Novartis’ Extavia is the only beta interferon being endorsed by the National Institute for Health and Care Excellence as a cost-effective treatment option for multiple sclerosis.
In draft guidance, the Institute has recommended routine funding for the drug to treat adults with relapsing-remitting multiple sclerosis (RRMS) or secondary progressive MS with continued relapses.
Extavia is a beta 1b interferon and is self-injected every two days, that slows down damage to the nervous system caused by the condition and reduces the number of MS related relapses.
The decision came after Novartis offered to discount Extavia’s list price of £7,259 per patient per year, through a confidential patient access scheme agreed with the Department of Health.
“We are delighted that Novartis has been able to agree a reduction to the price of Extavia to allow it to be made routinely available to people with this type of multiple sclerosis,” said Professor Carole Longson, director of the centre for health technology evaluation at NICE.
"We are keen to work with the companies for the other drugs to ensure that patients continue to benefit from a choice in treatment for multiple sclerosis."
On the downside, NICE did not recommend glatiramer acetate and the other beta interferons (Avonex, Betaferon, Plegridy and Rebif) as treatment options for people with MS, as they were found to be not cost effective.

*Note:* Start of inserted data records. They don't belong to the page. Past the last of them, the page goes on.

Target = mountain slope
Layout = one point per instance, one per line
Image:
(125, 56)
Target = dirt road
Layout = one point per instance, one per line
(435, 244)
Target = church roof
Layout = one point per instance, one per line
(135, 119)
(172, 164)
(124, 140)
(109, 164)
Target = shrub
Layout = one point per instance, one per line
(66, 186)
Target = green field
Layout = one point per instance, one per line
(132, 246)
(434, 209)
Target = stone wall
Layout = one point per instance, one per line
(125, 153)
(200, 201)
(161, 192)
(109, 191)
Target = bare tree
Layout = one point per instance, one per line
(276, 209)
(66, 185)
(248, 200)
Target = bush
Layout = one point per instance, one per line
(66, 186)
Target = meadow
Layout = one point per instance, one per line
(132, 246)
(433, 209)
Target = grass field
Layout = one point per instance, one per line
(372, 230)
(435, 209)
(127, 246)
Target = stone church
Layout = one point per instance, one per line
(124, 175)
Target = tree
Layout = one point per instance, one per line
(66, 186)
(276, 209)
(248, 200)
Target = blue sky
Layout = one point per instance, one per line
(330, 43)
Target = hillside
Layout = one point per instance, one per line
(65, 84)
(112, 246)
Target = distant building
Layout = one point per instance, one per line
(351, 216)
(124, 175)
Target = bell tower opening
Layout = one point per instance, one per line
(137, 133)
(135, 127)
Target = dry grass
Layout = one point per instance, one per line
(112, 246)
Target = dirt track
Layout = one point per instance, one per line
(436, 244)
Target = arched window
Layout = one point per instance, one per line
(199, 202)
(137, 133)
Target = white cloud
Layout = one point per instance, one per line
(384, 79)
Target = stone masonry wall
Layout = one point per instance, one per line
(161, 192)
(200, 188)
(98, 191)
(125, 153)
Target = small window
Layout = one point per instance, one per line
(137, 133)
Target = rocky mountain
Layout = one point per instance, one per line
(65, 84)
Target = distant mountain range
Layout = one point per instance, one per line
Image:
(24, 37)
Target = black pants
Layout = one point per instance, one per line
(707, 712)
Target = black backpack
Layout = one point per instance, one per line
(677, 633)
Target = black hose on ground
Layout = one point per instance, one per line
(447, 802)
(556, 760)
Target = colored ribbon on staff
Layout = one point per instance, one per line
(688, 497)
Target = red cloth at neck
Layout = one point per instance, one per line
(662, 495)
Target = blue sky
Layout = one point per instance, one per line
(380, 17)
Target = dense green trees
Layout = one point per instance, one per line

These therapies had been available on the NHS through the Department of Health’s Risk Sharing Scheme (RSS), which has now ended.
The MS Society says the move will limit patient choice.
“We’re worried about what this proposal means for the future of patient choice,” said Genevieve Edwards, the charity’s director of External Affairs.
“We have made so much progress on treatment options for people with MS, and it would be a significant step backwards if people with MS were now left with less choice and potentially no effective option.”
The charity says it wants drugmakers to keep negotiating and come to a deal with NICE and NHS England so patients don’t lose out. “Everyone with MS should be able to get fair and equal access to the right treatments at the right time.”
MS affects around 116,000 people in England, of whom 40,000 people have RRMS.